The Tooth Fairy is {Not} Real

"I put it under my pillow, then the tooth fairy comes and magically turns it into a dollar!" 

Even before she lost her first tooth two years ago, Jane knew the truth about the tooth fairy. We made the decision to tell her about Santa from the beginning in an attempt to keep Christmas more focused on Christ, and she easily extrapolated the "it's fun to pretend but it's really Mom and Dad" idea to the Easter bunny and the tooth fairy. 

Yet as she showed Annie the tooth she lost yesterday, she explained things only how she wanted them to be and not how she knows they really are. 
When I came into my room last night, I found the tooth fairy costume Jane made on my bed, complete with wings, cape and wand. (Apparently the tooth fairy is both super and magical around here.)

This is great. Jane is 7 and Annie is 3. I love to see their creativity, and I'm glad they still get to enjoy the magic of childhood even though they know they're just pretending.

But it made me think.
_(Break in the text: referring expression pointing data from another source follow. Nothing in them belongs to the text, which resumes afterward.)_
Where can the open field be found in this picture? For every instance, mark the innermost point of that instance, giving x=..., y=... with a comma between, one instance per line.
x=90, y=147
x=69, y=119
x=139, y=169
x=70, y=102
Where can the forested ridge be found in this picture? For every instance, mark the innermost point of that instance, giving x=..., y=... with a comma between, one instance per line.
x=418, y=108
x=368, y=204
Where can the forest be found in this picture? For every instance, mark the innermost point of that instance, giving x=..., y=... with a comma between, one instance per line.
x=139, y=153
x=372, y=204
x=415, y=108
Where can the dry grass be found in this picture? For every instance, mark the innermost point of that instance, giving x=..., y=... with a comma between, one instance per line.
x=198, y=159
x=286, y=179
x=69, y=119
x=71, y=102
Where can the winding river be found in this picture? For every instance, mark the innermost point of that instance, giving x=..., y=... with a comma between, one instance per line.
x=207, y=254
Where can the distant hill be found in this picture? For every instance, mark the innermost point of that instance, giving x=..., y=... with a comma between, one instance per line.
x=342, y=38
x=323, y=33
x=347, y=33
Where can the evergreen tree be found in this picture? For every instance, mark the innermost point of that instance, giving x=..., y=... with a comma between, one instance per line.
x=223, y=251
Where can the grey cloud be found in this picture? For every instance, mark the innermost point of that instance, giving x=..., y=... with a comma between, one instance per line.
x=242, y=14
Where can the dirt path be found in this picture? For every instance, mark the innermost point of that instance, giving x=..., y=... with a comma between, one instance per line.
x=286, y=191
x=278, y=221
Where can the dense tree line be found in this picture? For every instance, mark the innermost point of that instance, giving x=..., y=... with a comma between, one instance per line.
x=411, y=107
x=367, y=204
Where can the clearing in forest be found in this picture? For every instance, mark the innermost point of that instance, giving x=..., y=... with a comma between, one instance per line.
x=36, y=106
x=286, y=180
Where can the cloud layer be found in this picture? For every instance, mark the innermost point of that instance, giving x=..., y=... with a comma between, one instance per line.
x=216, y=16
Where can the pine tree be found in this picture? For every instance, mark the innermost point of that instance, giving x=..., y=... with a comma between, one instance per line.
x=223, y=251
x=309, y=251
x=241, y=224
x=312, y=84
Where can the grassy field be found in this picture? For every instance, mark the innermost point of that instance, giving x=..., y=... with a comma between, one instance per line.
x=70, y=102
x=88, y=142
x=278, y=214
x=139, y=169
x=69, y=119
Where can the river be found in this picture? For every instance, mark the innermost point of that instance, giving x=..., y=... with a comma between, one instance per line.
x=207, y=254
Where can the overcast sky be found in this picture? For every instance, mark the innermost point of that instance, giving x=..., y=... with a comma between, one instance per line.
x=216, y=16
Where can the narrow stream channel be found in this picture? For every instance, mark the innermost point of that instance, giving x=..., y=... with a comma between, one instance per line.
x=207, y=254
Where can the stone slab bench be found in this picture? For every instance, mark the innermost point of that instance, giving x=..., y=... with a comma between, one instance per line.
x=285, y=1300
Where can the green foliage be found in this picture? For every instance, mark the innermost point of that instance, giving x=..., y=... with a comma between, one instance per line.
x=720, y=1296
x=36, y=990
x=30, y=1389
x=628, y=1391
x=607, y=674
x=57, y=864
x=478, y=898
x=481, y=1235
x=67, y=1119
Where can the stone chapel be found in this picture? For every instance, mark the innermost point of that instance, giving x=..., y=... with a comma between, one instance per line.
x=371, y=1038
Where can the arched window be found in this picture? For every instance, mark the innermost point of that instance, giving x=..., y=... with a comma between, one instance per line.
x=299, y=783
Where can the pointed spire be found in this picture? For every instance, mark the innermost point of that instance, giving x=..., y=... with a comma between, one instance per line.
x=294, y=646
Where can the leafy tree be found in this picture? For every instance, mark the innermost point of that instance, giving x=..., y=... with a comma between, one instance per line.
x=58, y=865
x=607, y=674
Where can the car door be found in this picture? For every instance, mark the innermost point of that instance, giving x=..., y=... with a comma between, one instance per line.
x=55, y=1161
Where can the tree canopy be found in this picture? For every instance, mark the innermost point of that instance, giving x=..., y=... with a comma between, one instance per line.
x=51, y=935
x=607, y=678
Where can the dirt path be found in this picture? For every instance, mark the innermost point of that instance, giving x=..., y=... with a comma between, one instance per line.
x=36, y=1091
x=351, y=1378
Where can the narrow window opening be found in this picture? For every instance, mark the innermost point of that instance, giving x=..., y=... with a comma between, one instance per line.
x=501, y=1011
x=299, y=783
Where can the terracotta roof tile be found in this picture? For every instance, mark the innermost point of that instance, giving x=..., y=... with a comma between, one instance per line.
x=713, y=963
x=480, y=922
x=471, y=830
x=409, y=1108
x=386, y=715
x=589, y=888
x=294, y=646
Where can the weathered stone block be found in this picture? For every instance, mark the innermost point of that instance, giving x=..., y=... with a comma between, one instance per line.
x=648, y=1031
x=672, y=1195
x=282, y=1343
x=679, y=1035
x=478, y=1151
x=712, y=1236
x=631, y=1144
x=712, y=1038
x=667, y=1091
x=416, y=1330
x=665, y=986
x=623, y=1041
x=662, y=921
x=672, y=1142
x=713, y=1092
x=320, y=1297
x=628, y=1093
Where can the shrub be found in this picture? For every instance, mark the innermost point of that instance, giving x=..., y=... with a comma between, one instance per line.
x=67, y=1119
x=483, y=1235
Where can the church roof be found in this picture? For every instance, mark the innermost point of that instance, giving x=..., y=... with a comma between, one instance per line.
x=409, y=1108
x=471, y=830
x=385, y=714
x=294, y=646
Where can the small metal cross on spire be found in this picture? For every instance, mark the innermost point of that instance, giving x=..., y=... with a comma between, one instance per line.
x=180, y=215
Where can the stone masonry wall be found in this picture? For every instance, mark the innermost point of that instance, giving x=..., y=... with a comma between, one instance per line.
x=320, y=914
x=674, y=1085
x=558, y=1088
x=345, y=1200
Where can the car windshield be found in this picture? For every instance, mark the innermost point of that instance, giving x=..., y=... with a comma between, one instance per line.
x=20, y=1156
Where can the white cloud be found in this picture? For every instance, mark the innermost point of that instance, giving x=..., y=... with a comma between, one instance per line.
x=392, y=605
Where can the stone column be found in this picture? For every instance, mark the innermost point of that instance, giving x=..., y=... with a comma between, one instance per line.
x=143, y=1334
What myths do we hold on to, share, and disguise until we believe them? There are "tooth fairies" of many shapes and sizes.
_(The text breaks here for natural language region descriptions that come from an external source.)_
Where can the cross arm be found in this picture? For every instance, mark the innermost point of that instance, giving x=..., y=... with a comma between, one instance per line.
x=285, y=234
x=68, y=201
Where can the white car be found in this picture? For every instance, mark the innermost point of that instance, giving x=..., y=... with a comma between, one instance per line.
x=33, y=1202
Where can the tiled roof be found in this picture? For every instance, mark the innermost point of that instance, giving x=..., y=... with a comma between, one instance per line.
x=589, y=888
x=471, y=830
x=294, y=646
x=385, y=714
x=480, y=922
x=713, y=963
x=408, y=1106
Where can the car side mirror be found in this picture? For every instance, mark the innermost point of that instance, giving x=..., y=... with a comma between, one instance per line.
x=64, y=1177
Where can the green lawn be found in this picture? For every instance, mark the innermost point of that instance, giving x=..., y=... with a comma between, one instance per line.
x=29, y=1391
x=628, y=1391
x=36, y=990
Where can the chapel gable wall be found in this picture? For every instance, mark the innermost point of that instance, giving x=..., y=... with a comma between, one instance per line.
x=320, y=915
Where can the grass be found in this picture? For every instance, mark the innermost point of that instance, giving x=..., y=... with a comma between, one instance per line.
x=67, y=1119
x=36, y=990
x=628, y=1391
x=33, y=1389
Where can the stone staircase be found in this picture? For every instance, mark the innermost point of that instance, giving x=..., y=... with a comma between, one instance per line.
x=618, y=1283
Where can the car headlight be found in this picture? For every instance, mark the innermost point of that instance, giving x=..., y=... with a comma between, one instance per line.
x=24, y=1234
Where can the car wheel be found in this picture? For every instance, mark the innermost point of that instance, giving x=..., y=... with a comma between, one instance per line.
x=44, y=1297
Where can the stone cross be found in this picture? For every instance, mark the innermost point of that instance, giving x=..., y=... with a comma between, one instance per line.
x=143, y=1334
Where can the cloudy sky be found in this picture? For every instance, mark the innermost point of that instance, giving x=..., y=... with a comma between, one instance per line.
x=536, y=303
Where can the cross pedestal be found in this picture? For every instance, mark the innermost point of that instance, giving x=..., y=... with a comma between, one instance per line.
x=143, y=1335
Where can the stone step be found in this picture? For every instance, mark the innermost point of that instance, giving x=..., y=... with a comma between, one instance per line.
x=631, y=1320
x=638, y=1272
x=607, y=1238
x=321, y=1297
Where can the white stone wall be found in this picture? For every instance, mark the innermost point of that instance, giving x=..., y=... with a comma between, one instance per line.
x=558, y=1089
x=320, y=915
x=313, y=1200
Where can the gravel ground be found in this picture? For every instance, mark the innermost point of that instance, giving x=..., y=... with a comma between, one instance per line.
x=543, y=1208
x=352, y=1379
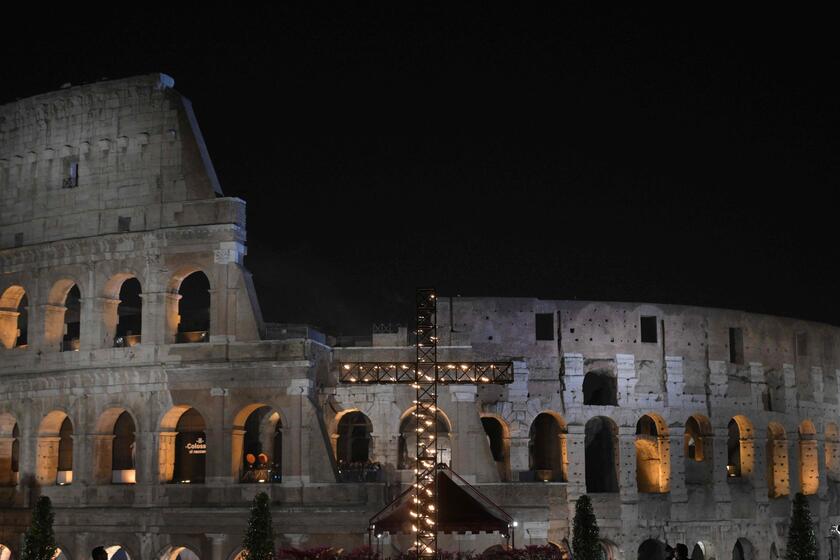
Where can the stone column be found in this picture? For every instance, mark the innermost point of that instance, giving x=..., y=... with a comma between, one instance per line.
x=53, y=327
x=217, y=543
x=166, y=456
x=8, y=327
x=46, y=460
x=721, y=483
x=677, y=482
x=6, y=475
x=99, y=323
x=102, y=446
x=627, y=464
x=577, y=461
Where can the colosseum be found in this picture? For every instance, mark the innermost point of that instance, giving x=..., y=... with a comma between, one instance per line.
x=142, y=391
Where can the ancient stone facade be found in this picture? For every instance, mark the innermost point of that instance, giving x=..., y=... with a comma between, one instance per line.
x=141, y=391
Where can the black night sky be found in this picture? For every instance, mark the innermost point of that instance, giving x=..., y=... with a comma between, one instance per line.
x=609, y=155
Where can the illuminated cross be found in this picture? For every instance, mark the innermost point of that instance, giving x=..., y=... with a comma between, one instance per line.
x=424, y=374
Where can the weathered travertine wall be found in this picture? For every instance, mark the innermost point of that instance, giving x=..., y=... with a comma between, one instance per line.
x=698, y=437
Happiness comes from wealth, popularity, and attaining the perfect body.

All truth is relative.

I'm not a good mom unless ... [fill in your unrealistic expectation].
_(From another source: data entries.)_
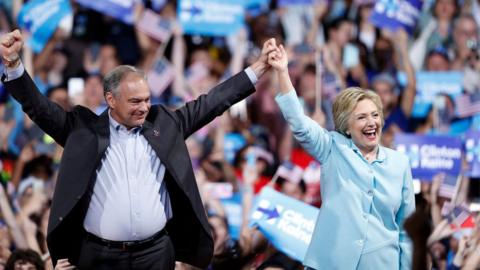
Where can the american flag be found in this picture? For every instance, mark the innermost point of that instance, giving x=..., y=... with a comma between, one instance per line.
x=290, y=172
x=468, y=104
x=154, y=26
x=160, y=76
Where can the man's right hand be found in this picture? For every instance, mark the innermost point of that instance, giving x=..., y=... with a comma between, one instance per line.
x=10, y=46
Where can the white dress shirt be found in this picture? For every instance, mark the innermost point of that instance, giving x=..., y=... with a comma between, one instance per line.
x=130, y=200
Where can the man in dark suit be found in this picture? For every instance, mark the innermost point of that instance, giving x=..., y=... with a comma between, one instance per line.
x=126, y=196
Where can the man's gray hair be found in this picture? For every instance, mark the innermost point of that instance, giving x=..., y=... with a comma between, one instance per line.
x=113, y=79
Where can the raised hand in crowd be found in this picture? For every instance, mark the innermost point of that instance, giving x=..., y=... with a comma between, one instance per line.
x=10, y=47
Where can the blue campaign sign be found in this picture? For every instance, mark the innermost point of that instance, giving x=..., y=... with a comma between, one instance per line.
x=472, y=153
x=393, y=14
x=287, y=223
x=118, y=9
x=211, y=17
x=429, y=85
x=41, y=18
x=233, y=210
x=430, y=155
x=282, y=3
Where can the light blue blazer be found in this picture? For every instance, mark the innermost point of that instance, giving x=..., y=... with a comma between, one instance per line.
x=360, y=223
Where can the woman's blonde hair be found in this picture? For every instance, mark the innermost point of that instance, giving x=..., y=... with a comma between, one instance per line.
x=345, y=103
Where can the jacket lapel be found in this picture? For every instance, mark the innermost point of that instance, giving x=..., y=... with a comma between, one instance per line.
x=158, y=140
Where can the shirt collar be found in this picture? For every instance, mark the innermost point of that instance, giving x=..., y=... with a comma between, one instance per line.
x=381, y=155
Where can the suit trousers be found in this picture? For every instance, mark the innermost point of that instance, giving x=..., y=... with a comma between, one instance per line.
x=159, y=255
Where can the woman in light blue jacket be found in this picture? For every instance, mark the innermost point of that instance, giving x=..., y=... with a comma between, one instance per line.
x=367, y=189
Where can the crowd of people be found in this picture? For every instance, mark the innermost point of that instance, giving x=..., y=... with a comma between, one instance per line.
x=331, y=45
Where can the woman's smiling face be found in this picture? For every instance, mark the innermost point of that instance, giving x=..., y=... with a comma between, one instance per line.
x=365, y=126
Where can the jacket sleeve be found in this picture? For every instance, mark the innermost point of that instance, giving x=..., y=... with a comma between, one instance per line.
x=196, y=114
x=49, y=116
x=316, y=140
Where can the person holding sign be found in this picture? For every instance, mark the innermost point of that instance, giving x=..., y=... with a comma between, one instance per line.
x=367, y=189
x=126, y=195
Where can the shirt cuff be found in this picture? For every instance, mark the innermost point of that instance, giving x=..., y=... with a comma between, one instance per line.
x=251, y=75
x=13, y=73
My choices only affect me.

Chastity is outdated.

These types of myths are elaborately costumed in expert claims, cultural trends, and specialized apps. With their skillfully constructed wings, capes, and wands they almost seem real and it can feel impossible to determine where the truth actually lies.

But there is a way.

"For the Spirit speaketh the truth and lieth not. Wherefore, it speaketh of things as they really are, and of things as they really will be."
When we seek the truth from Him who is called "the Truth," He will teach us as the children we are and help us understand what is eternally real. These myths may feel as real to us as the tooth fairy to a child, but His spirit will cut through the lies and help us see past the costumes. We will realize that when we cling to things that are pretend, we will only find pretend happiness.

But it's hard to be different. It's embarrassing to show up in plain clothes when everyone else is in costumes.

I remember being the only one of my friends who no longer believed in Santa. I felt lonely and a little bit crazy. They were so convinced. They had so much "evidence." Maybe I was wrong.

It can feel that way when we don't believe the generally accepted myths. Alone. A little crazy. Confused. 

But ultimately my friends all learned what I knew. And one day all truth will come to light. We can stand confidently in the truth as we stand with the Truth.